Editor's note: Wajid Shamsul Hasan is a former Pakistani High Commissioner in Britain. He is a friend and adviser to Benazir Bhutto.
LONDON, England -- Born into one of the most famous political families on the Asian sub-continent, Benazir Bhutto, the former prime minister of Pakistan, was raised to withstand constant public scrutiny.
Wajid Shamsul Hasan (right) argues the threat of violence will not deter Benazir Bhutto, Pakistan's former leader.
A bright student, Bhutto had academic insight that brought her success at Harvard University and the University of Oxford. While in school, she wanted to be a journalist or a foreign policy expert, but she soon found herself plunged into politics.
I got the first glimpse of Bhutto when she accompanied her father, President Zulfikar Ali Bhutto, to the Indian city of Simla for a summit with Prime Minister Indira Gandhi to negotiate an agreement for peace in 1972.
As a member of the media team in Mr. Bhutto's entourage, I saw in the younger Bhutto the making of another great female leader. In her early 20s, she carried herself with grace, stately dignity and striking confidence.
The military coup against her father in 1977, followed by his judicial murder in 1979, catapulted her into politics to complete the elder Bhutto's mission of empowering his people.
As the leader of the country's biggest party -- the Pakistan People's Party -- Bhutto has not given up her father's mission of transforming Pakistan into a modern democracy with equality for all its citizens.
Because she has dared to challenge Pakistan's regressive forces and a pro-status quo establishment, Bhutto has braved more than two decades of persecution and prosecution. She has proven her political prowess by holding the People's Party together while in exile.
Bhutto's popularity has been sustained even though she's been a target of disinformation and faced a host of unproven charges of corruption --- charges that even her main political rival, General Pervez Musharraf, acknowledged as politically motivated.
It came as a rude shock to Bhutto's opponents when she received an unprecedented welcome in Karachi last week as "the daughter of their destiny." The people's carnival that converted Karachi into a "mini-Pakistan" was marred by two suicide bombings aimed at killing her.
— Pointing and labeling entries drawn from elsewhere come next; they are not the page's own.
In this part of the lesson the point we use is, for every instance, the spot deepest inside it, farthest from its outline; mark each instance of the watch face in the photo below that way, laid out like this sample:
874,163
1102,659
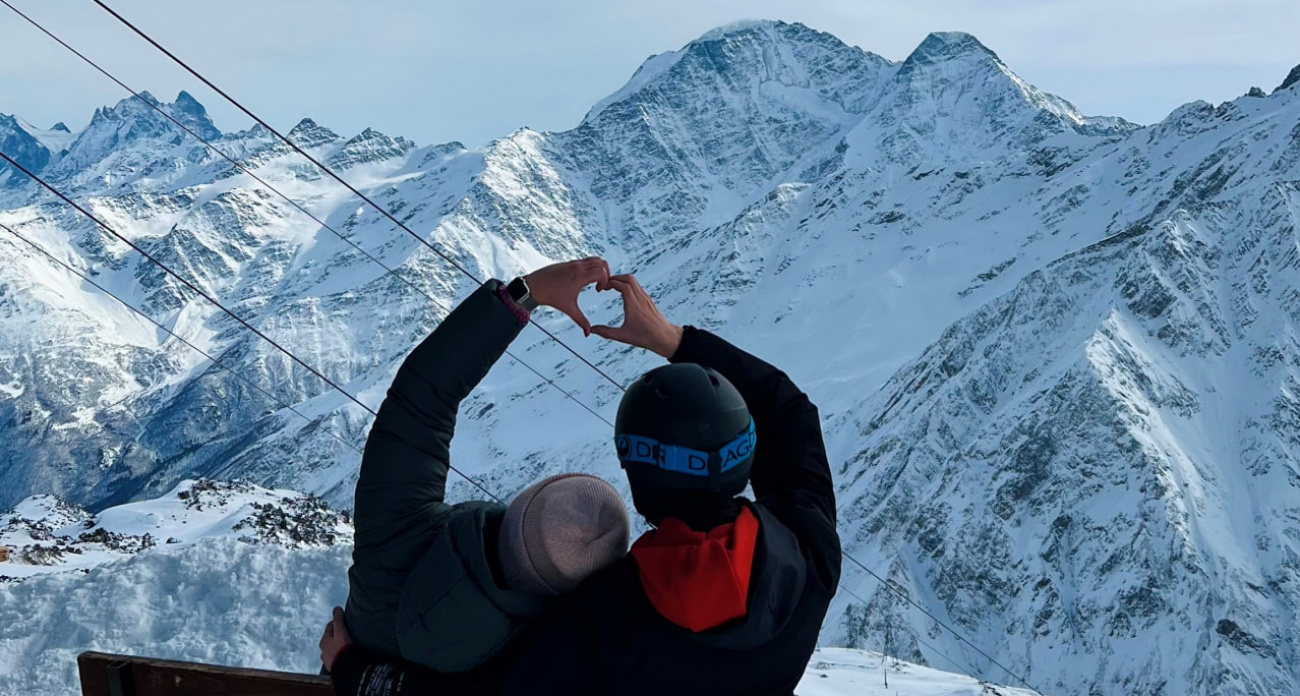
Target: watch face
520,293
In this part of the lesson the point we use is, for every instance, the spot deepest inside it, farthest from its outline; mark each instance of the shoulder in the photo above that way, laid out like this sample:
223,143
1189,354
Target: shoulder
804,531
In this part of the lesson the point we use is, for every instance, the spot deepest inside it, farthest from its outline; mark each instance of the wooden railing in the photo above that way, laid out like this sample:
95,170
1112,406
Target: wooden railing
104,674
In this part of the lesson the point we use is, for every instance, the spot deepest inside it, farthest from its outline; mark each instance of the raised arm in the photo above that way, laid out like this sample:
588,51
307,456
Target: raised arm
407,455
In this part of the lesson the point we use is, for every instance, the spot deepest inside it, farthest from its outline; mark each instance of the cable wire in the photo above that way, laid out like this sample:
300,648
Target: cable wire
923,644
949,629
338,178
215,302
286,198
173,334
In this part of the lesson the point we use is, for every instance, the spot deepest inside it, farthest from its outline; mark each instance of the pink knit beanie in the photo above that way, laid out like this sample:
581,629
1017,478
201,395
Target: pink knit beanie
559,531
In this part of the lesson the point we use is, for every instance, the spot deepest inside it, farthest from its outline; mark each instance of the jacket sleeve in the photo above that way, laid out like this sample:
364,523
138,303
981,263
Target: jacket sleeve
789,462
404,467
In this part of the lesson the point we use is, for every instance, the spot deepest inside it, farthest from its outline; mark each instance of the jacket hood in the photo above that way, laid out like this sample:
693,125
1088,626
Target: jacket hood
453,615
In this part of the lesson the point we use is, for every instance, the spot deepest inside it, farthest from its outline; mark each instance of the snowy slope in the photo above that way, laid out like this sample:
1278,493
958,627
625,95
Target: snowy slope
1054,354
246,576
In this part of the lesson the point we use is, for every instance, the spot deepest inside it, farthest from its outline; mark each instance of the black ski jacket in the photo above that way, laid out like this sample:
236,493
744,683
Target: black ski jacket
607,638
421,569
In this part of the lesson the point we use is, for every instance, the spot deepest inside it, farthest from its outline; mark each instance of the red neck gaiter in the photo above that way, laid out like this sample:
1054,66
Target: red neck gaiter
698,580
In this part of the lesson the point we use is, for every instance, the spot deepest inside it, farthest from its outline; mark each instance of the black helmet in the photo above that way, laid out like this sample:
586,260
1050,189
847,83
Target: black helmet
684,428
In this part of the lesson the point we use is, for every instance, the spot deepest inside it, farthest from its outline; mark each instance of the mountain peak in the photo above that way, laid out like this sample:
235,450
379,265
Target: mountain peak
1291,80
739,56
308,133
742,26
944,46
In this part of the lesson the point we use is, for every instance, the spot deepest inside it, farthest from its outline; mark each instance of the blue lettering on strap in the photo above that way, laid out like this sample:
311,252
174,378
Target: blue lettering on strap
646,450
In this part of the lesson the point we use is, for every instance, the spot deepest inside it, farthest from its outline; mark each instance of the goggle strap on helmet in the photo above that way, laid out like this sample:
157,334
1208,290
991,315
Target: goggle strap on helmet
648,450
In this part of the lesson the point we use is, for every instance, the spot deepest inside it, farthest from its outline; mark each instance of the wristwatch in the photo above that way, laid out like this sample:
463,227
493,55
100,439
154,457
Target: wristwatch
521,294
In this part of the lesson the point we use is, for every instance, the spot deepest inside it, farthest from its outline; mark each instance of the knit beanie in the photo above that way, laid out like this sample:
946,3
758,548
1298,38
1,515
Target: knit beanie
559,531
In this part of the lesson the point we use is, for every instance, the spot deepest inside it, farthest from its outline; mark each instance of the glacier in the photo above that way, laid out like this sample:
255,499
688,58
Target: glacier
1056,354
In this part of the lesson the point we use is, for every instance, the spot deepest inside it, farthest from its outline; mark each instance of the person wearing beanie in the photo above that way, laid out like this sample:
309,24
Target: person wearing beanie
447,587
727,595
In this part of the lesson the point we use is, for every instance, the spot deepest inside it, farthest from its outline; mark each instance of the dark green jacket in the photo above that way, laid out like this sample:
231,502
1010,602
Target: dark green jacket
420,583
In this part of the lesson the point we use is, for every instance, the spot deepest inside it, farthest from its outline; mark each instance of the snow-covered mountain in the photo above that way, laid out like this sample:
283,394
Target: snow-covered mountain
1056,355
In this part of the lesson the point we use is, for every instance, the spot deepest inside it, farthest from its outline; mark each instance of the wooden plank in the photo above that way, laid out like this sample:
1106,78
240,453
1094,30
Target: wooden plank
147,677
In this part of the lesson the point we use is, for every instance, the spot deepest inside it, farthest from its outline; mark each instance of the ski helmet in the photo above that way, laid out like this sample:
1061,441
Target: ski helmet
684,427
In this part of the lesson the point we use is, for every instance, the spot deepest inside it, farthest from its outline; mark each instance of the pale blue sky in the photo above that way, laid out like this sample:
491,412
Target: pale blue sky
473,70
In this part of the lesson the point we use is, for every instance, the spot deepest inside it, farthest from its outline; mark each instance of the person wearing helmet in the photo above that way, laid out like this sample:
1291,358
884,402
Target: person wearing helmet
727,596
450,586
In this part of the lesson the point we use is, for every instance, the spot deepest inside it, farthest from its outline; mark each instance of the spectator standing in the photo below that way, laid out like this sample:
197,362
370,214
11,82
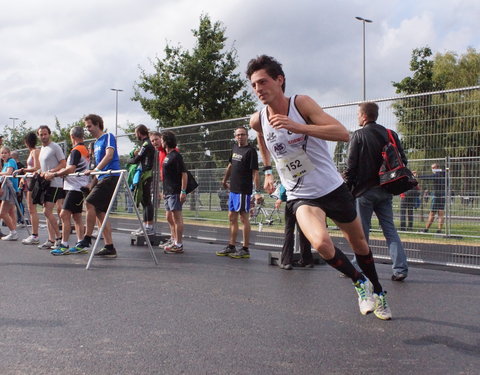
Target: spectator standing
77,162
437,206
409,201
52,159
240,175
144,159
98,200
8,194
174,191
363,163
33,165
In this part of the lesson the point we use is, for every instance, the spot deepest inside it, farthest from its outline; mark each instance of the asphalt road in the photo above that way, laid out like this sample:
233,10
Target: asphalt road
197,313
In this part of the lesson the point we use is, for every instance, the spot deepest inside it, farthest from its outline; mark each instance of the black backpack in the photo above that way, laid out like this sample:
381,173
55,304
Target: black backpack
395,177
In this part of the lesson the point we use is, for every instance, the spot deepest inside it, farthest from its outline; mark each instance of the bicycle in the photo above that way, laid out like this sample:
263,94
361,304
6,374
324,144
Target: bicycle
259,214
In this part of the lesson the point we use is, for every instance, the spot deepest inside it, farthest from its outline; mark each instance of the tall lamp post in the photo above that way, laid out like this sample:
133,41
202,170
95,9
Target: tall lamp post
13,121
364,20
116,109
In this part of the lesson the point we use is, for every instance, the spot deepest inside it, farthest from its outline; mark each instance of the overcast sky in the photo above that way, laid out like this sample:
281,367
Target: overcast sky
61,58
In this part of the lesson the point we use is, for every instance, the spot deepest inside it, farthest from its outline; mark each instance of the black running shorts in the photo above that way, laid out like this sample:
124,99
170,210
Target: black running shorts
339,205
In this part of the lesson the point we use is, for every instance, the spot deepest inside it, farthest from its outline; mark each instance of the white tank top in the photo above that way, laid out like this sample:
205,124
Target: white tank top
320,178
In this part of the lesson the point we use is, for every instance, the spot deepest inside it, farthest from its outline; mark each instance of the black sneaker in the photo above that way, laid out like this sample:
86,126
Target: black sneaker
106,253
303,265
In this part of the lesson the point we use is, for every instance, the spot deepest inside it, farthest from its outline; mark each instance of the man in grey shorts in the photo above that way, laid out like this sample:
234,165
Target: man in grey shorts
174,191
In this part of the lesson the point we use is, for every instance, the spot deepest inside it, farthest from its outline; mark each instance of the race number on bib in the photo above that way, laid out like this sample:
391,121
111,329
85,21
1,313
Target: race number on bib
294,166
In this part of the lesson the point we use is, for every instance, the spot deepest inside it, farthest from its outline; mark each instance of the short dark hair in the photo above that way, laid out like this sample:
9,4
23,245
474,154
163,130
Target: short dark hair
241,127
95,119
142,129
169,138
271,66
370,109
154,133
77,132
31,140
41,127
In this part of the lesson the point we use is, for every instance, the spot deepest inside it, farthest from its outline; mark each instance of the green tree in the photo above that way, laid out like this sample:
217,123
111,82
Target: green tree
435,126
13,136
197,86
446,124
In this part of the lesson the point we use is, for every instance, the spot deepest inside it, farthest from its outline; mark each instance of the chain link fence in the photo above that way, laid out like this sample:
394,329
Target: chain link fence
435,128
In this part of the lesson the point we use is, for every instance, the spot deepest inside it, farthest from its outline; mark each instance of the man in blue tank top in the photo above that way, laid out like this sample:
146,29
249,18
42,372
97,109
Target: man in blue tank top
293,132
106,159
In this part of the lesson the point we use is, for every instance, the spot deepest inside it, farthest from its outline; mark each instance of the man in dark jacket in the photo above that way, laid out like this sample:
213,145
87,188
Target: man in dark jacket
364,161
144,158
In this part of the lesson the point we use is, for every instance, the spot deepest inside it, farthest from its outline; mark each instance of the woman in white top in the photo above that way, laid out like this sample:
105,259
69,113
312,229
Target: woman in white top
33,165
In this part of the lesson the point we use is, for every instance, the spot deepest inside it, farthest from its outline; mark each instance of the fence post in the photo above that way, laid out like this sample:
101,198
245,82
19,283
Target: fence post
448,197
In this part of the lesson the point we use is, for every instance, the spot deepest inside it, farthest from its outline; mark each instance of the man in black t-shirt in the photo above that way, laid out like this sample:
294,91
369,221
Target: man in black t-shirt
174,191
242,171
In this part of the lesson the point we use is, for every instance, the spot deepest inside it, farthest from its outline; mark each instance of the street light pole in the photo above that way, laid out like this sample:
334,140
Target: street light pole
364,20
116,109
13,121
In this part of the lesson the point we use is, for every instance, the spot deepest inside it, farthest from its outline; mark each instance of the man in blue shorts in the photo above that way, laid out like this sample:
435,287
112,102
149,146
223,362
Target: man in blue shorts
106,158
240,175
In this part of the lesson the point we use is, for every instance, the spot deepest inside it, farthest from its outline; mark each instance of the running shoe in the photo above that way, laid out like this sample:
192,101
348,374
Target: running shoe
78,249
398,276
382,311
173,249
47,245
31,240
240,254
366,302
226,251
136,231
168,242
60,250
10,237
107,253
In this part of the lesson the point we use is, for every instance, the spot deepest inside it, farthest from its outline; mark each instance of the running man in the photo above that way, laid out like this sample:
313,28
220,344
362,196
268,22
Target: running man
293,132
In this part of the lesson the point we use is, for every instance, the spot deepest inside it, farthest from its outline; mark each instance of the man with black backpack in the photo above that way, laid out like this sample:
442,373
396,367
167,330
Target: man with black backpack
363,164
She survived, but more than 130 others were killed, over 500 injured.
So far no one has claimed responsibility. Meanwhile, the government has rushed to introduce Bhutto-specific laws to curtail her political activities.
Will she be deterred by such cowardly acts of hidden faces to keep her away from her people? Most certainly not!
The attacks have strengthened the confidence of the masses in her leadership and in her democratic mission of empowering the people. She wishes to empower the people not only to better their own lot but to get rid of extremism, terrorism and intolerance, forces that are pushing Pakistan to the edge of failed statehood.
I have known Bhutto closely. She is brave, bold and courageous and she will not be intimidated.
Once, I accompanied Bhutto as she went to offer her condolences after the death of a party worker. When we reached the family's street, located in the heart of armed opposition, gunfire could be heard.
It was intended to scare Bhutto off, so she wouldn't go to the deceased worker's house. We advised her to return home as the gunfire boomed all around.
"Nothing doing. We must go on," she said. "If we turn back now those trying to scare us will ingrain permanent fear in the locality especially for the aggrieved family of the victim. We must break the siege of fear and send the message to the gangsters that no amount of gunfire can deter us."
It is a message that resonates today.